Louis Taylor, who served four decades in prison for the downtown Pioneer Hotel fire in 1970, was arrested Thursday in connection with an armed robbery.

Tucson police arrested Taylor, 63, after video surveillance at the Riverpark Inn on West Cushing Street showed him walking behind the counter where the clerk was standing and demanding money.

Taylor took an undisclosed amount of money in the robbery in June, police said, and assaulted the clerk with a baseball bat, causing minor injuries. He then fled the hotel. Video and forensic evidence collected at the scene resulted in the positive identification of Taylor, police said.

The arrest came four years after he was released from prison, where he served more than 40 years following his 1972 conviction for killing 28 of the 29 people who died in the hotel fire in 1970. He was sentenced to 28 concurrent life sentences.

Legal advocates launched a yearslong campaign to free him, alleging the prosecution withheld evidence, communicated inappropriately with jurors and spoke with the judge without defense lawyers present. Advances in forensic fire science also cast doubt on the methods used by fire investigators at the Pioneer Hotel.

Taylor spent decades in prison for “horrific crimes he didn’t commit,” which happens “more frequently than we realize,” said Joel Feinman, the Pima County public defender representing Taylor in the armed robbery case.

“It really just shows the terrible effect the criminal justice system can have,” Feinman added.

Taylor, who was 16 years old when the Pioneer fire broke out, maintained his innocence throughout his time in prison. Through a plea agreement with the Pima County Attorney’s Office, Taylor pleaded no contest to the murder charges in 2013 and was released.

Taylor declined to be interviewed by the Arizona Daily Star for this story. But in the years since his release, he told Star reporters about his struggles. The outpouring of financial support that came with his much-publicized case, including an online fundraising campaign, didn’t last and he found himself living outdoors at times.

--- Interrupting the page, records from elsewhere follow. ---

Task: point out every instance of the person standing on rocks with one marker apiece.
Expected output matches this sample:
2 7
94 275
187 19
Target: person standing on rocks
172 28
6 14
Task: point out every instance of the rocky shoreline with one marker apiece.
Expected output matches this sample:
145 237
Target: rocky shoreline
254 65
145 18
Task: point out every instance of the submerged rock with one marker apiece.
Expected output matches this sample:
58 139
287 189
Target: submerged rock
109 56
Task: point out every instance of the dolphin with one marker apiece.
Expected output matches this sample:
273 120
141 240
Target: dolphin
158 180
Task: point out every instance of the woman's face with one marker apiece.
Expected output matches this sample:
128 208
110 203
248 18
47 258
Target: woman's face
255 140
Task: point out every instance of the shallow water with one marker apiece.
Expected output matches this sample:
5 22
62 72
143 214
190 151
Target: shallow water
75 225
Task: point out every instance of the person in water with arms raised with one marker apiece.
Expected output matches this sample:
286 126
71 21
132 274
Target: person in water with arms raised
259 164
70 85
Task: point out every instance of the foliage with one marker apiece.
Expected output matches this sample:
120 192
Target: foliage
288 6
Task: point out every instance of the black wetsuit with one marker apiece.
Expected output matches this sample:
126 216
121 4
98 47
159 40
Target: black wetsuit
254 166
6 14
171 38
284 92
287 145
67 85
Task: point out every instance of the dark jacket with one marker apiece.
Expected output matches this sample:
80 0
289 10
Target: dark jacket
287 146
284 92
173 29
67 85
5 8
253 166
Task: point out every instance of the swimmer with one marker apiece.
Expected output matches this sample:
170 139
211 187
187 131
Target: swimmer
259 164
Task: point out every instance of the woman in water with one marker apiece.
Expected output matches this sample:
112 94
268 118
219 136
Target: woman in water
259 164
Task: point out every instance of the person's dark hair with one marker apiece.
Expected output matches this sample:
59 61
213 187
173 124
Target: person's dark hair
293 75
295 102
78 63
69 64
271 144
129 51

“He’s been homeless for a while now,” said Andy Silverman, a law professor at the University of Arizona who worked on Taylor’s case for about 15 years with the Arizona Justice Project.

“He had nothing, other than what supporters would give him now and then,” Silverman said.

Although Taylor is a “smart guy” with an “amazing memory,” he grew up in prison and left without any particular skills, Silverman said.

In the armed robbery case, Feinman said he plans to ensure that the “problems that plagued” the 1972 trial don’t occur again.

County Attorney Barbara LaWall could not be reached for comment.

At a news conference after the 2013 hearing, LaWall said “justice would best be served in light of unique facts of this particular case by allowing Louis Taylor to plead no contest at this time, whereupon the court then could affirm his guilt and then he would receive time served in this case of 42 years.”

Prosecutors remain “absolutely convinced that the jury came to the right verdict,” said Deputy County Attorney Rick Unklesbay.

A year after Taylor was released and in the midst of a nationwide movement to investigate claims of innocence made by prisoners, the County Attorney’s Office created a Conviction Integrity Unit.

Unklesbay is the sole lawyer assigned to the unit, which he said is designed to see if those claims can be substantiated. He hasn’t found any cases in which prisoners have been “factually innocent,” but the unit has helped release several people who “didn’t get a fair shake at sentencing.”

One example he gave was Eddie Collins, who was released from prison in 2016 after serving more than 40 years for his role in a murder in which his brother killed a man.

Providing support for recently released prisoners “would be a wonderful thing,” Unklesbay said, but the County Attorney’s Office does not have the funds for it.

Instead, they depend on community-based programs that are “few and far between,” especially when it comes to helping those with mental illnesses or substance abuse problems, he said.

Taylor sued the city of Tucson and Pima County in federal court in 2015, alleging racial discrimination, failing to properly train police officers, conspiracy, and deliberate indifference to prosecutorial misconduct. That lawsuit remains ongoing.

Taylor will remain in custody until his July 24 preliminary hearing, Feinman said. His bond is $4,500.